George Townshend

Come, Hand to Me the Glass

Musical Traditions MT CD 304

In his review of Topic's 20 CD set The Voice of the People, Ian Russell prints a map of Britain and Ireland showing where the performers live.  (Folk Music Journal, Volume 7, Number 5, 1999, pp.666-677).  In a sense, he could just as easily have said that these were the areas where collectors have been active.  The county of Sussex features heavily on the map with a strong cluster of dots, and this is not surprising when one considers just how many collectors have visited the region since Kate Lee first called on the Copper Family at the close of the 19th century.  Over the years collectors have amassed a large body of recordings which, taken together with the list of songs known to the Horsham singer Henry Burstow, means that we now have a good idea of just which songs comprised the 'core material' that was being sung there throughout the l9th and early part of the 20th centuries.

Take, for example, the impressive repertoire of the Copper Family who have so dominated the Sussex folkscene.  We now know that many of their songs were also sung by other Sussex singers and that these songs, at least, must have been fairly well-known throughout Sussex at one time or another.

George Townshend was a singer with a number of such songs in his repertoire.  George was born on a farm at East Chiltington, near Lewes, on August 29th, 1882.  When he was seven years old his father took over The Jolly Sportsman, a public house at East Chiltington.  Cover pictureOn the opening night George sang The Glittering Dewdrops and When the Spring Comes In, two songs that his father had taught him.  Later George would sing in harmony with his father, the latter taking the bass part.  Apparently there were many fine singers who drank at The Jolly Sportsman, including Luke and Leonard Welfare, and I wonder if these two were related to Fred Welfare of North Chailey, near Lewes, who I recorded in the 1970's?  The Glittering Dewdrops and When the Spring Comes In are, of course, in the repertoire of the Copper Family - some of whom were known to George and his father - as are a number of other songs that George sang, such as Dame Durden, The Trees They 're All Bare, The Mistletoe Bough, Twankydillo and When Adam Was First Created.  Many of these songs are now relatively well-known, thanks to the Coppers, but some of George's other songs are not.  I Mounted My Neddy is a version of a rare broadside, titled The London Rover, that was printed by John Pitts.  Like Young Collins, another rarity, it has seldom surfaced on the lips of traditional singers.

Occasionally Rod Stradling has relied too much on Steve Roud's excellent Folksong Index, without, it appears, looking further afield.  Yes, Hark, the Rock is seldom seen today, the only other known version being in Alfred Williams' Folk Songs of the Upper Thames, which was published in 1923.  But, had Rod actually checked the book itself he would have discovered that, according to Williams, it was 'popular at Aston and Driffield, near Cirencester'.  We are also told that there is one American version of the hunting song 'Twas Early One Morning, better known as Dido, Bendigo.  Would that be the version printed in the Frank Brown collection of North Carolina Folklore?  Or the superb version sung by Will Starks of Clarksdale, Mississippi, that was collected for the Library of Congress in 1942 by Alan Lomax, John W Work and Lewis Jones and recently issued on the Rounder CD Deep River of Song - Mississippi Saints and Sinners (Rounder 1 1661-1824-2)?

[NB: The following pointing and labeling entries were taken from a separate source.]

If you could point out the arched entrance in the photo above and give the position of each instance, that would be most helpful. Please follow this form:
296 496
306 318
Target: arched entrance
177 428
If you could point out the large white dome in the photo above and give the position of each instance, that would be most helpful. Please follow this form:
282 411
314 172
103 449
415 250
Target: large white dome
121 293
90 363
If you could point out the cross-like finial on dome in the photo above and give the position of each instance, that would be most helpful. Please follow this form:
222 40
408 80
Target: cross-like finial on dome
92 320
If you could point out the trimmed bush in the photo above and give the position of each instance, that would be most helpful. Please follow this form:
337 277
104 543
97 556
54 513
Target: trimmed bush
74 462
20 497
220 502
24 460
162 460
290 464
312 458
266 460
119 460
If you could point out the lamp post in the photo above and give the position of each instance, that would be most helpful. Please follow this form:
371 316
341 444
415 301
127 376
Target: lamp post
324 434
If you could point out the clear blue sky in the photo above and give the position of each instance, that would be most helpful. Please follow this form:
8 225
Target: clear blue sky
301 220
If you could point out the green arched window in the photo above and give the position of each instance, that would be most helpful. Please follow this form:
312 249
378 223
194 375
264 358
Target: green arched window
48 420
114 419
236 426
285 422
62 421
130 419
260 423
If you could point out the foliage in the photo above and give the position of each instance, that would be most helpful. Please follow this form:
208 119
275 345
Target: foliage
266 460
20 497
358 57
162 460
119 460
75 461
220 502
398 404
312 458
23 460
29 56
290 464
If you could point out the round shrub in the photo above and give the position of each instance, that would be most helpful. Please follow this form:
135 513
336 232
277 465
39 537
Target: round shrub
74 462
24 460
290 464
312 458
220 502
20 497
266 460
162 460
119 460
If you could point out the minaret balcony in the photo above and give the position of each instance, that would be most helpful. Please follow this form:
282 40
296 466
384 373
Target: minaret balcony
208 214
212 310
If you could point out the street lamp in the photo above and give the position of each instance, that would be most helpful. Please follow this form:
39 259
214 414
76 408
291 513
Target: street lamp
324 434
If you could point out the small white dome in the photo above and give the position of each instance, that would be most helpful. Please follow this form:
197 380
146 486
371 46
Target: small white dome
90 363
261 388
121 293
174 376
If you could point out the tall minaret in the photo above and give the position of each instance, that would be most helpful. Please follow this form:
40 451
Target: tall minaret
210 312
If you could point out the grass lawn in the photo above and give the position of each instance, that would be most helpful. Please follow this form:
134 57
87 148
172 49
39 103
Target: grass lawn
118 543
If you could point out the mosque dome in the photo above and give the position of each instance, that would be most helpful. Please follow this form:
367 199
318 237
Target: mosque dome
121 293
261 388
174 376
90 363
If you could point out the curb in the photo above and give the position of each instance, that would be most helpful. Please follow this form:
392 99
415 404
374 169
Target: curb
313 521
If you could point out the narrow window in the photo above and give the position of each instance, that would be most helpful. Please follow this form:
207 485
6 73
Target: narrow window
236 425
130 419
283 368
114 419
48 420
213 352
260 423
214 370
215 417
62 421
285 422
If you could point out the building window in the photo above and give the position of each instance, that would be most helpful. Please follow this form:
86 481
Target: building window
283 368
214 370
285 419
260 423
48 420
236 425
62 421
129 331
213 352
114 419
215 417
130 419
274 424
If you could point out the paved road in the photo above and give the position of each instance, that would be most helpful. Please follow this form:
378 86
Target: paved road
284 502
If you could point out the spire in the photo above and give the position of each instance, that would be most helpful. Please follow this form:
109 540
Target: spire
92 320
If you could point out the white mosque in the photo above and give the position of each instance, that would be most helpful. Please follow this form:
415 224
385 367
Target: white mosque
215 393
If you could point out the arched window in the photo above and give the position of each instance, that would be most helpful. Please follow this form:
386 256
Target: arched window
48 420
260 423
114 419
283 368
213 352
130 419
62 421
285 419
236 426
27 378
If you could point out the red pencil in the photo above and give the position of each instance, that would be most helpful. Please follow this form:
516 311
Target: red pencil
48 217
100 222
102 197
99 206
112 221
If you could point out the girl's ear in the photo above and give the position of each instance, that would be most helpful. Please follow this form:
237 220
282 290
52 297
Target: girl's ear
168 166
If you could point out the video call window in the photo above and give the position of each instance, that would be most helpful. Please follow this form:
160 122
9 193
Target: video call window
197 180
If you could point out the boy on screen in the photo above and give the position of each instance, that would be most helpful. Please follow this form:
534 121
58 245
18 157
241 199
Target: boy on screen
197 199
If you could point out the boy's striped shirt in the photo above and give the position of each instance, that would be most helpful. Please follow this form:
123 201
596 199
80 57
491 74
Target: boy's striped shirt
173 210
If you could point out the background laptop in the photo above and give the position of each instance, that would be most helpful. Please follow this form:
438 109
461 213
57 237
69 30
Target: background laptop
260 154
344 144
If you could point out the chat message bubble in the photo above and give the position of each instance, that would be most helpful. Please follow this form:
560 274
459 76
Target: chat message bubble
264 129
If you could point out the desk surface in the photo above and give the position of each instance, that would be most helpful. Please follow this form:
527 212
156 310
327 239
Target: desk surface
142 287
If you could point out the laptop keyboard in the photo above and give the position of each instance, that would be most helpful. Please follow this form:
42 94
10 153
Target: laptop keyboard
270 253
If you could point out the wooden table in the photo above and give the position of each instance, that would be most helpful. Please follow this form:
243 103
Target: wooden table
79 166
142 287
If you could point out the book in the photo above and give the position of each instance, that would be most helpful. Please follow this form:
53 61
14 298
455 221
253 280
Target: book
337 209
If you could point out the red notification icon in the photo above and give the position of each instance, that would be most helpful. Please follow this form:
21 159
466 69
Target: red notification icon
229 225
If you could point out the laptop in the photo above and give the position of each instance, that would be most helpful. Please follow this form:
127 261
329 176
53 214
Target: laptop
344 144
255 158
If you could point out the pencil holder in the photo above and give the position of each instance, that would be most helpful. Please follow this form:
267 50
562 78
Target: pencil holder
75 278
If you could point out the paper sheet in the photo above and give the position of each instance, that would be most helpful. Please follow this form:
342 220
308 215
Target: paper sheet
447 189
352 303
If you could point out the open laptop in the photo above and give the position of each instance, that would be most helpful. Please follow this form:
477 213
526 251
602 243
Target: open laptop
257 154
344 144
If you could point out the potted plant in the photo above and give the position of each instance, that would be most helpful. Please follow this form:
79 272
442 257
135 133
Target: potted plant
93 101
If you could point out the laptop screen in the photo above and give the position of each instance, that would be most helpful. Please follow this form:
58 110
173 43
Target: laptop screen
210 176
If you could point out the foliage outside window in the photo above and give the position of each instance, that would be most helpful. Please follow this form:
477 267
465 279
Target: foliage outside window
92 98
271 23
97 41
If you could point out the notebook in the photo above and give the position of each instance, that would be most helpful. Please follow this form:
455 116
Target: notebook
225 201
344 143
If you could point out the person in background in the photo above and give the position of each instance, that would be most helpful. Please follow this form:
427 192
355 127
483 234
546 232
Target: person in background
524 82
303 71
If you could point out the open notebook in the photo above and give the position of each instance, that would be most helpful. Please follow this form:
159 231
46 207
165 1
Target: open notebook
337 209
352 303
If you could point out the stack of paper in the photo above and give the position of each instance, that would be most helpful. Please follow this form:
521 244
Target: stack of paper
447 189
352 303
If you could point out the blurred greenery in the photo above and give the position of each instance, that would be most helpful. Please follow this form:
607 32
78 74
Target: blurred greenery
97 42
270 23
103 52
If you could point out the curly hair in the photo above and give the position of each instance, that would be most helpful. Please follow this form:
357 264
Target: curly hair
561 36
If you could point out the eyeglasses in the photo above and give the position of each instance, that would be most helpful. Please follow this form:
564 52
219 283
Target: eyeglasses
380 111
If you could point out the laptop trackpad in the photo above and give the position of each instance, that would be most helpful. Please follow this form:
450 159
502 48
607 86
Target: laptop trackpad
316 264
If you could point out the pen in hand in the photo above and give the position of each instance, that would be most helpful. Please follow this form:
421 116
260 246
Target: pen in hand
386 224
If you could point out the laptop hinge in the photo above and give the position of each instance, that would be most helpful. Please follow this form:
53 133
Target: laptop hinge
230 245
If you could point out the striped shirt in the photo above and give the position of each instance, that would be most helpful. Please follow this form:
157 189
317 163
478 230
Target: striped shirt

Nor are we told that the tune for When Adam He Was Created was pinched by the folk from a classical source.  (As was, for example, the Yorkshire dance tune The Huntsman 's Chorus).  And I think that mention could have been made of the fact that at least two Sussex singers (Harry Upton and Harry Holman) sang All Jolly Fellows that Follow the Plough not as a song in praise of farming, but rather as a form of protest where their fellow farm workers appreciated the irony that they were not 'jolly fellows'.  They were, in fact, oppressed by a system that was then in place in rural England.  What's more, they knew it!

But these are minor points.  George Townshend was an excellent singer who deserves to be better known.  I had the privilege of hearing him sing once and even towards the end of his life he was a pleasure to hear.  These recording were made by Brian Matthews, an unsung hero if ever there was one, who has thankfully allowed Rod to issue these gems.  Sound-wise they are not exactly 'hi-fi' recordings, but George's musical ability, coupled with some exceedingly rare and interesting songs, easily makes up for what might be lacking in fidelity.  Apparently Mr Matthews also recorded some other Sussex singers.  Hurry up, Rod, and get these out soon!